The question is: Is it real love? Or just the desire to be special? And I mean by this, the process that ends up in the ownership of exotic animals. Everyone knows of the recent tragedy in Zanesville, Ohio. This event showed everything that is wrong with the trade, breeding, and ownership of exotic animals. It should be obvious that owning that 300 pound tiger, or a 400 pound lion is NOT anything close to having a dog. Dogs have had thousands of years to adapt to, and with, humans, lions haven't! An exotic animal which has been hand-fed doesn't guarantee domesticity, and there is no way of fully knowing how the animal is going to react to unexpected stimuli, especially once now in the care of a non-professional. Exotic animals hate being caged or confined, and close quarters make for an unhappy 'pet.' In choosing an exotic animal for a pet, the motives are frequently unclear. Is it love, or the desire to appear special.
I believe that (exotic) animal smuggling and breeding is cruel, and it seems that in this questionable trade, the welfare of the animal seems almost trivial when compared to the lucrative rewards of the business. During the risky and hazardous business of smuggling, many animals die from stress or a severely traumatized. Additionally, many exotic animals belong to endangered or almost extinct species, and placement in private zoos, estates, or natural reserves is detrimental to survival rates. While it is widely claimed that most of the exotic animals in the United States are bred from animals already here (and this a statement I doubt), stricter laws and regulations need to be implemented to stop this practice. Whether 2nd or 3rd generation captive-bred, exotic animals belong in their natural habitat, and no exceptions accepted.

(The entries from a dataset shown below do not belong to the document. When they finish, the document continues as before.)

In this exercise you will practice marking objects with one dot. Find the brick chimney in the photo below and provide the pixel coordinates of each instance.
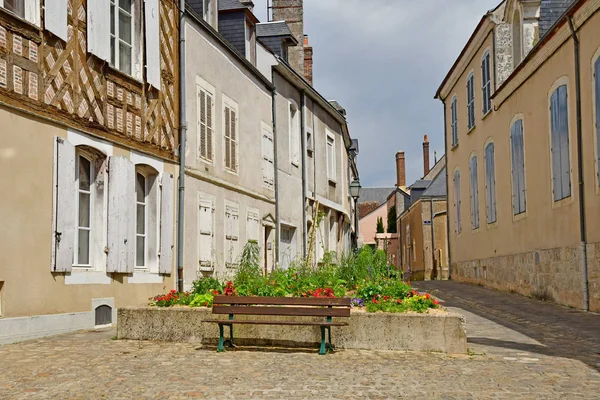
(292, 12)
(400, 170)
(307, 60)
(425, 155)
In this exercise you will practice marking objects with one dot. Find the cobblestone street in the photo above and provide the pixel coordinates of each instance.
(519, 349)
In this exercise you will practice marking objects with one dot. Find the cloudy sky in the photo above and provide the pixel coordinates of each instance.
(383, 60)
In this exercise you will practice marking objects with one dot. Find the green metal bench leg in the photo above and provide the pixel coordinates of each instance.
(323, 349)
(221, 339)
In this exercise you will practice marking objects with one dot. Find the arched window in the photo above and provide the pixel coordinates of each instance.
(559, 132)
(490, 183)
(518, 167)
(517, 38)
(457, 214)
(474, 192)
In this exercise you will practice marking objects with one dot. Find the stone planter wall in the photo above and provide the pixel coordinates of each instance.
(377, 331)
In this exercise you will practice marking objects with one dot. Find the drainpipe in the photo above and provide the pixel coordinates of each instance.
(303, 143)
(586, 301)
(447, 187)
(275, 166)
(182, 143)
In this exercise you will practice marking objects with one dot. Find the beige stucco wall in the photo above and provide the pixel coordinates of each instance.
(29, 287)
(368, 224)
(546, 225)
(209, 61)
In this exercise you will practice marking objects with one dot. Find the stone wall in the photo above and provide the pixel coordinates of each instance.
(444, 332)
(550, 274)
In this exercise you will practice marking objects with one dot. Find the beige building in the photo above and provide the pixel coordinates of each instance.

Having an exotic animal, such as a big cat, calls for wide open space, astronomical food expenses, costly vet expenses, and many, many other requirements. Some prospective owners commit themselves--to what can best be described as a foolish fantasy-- and when faced the inability to properly care for their 'charges,' act irresponsibly. In the Zanesville, Ohio incident, a distraught owner took his own life, but not before releasing his menagerie into the neighborhood surrounding his reserve. In order to prevent the loss of human lives, the authorities resorted to live ammunition after tranquilizers failed to slow the escaped animals. In the carnage that ensued, 49 animals were killed, including 17 lions, six black bears, a pair of grizzles, two wolves, a baboon, and 18 Bengal tigers. How shocking that almost-extinct animals could be so quickly annihilated. Why is it, that animals continue to suffer as a result of our irresponsibility, whether in incidents like the one above, through accidents, or systematic abuse (and here the statistics support my assertion). To put down an animal because of our irresponsibility, stupidity, stubbornness, unwillingness to respect the boundaries, indeed the laws of Nature, makes me wonder: Is this love?
The smuggling, breeding, and captivity of exotic animals needs is cruel and selfish. Ecology zoos, natural parks, protected reserves, and animal sanctuaries are the best option for animals already in captivity (attempted domesticity), and stricter regulations need to be enacted to dissuade private ownership, and harsh penalties for the trade in smuggled animals. The continued 'play' with big pets is both dangerous and deadly, irrespective of morality. Common sense should cause us to consider the future of the planet's wildlife if we continue to plunder our resources. Where is the love, I wonder.
Please make a difference by speaking out against the cruelty of animals.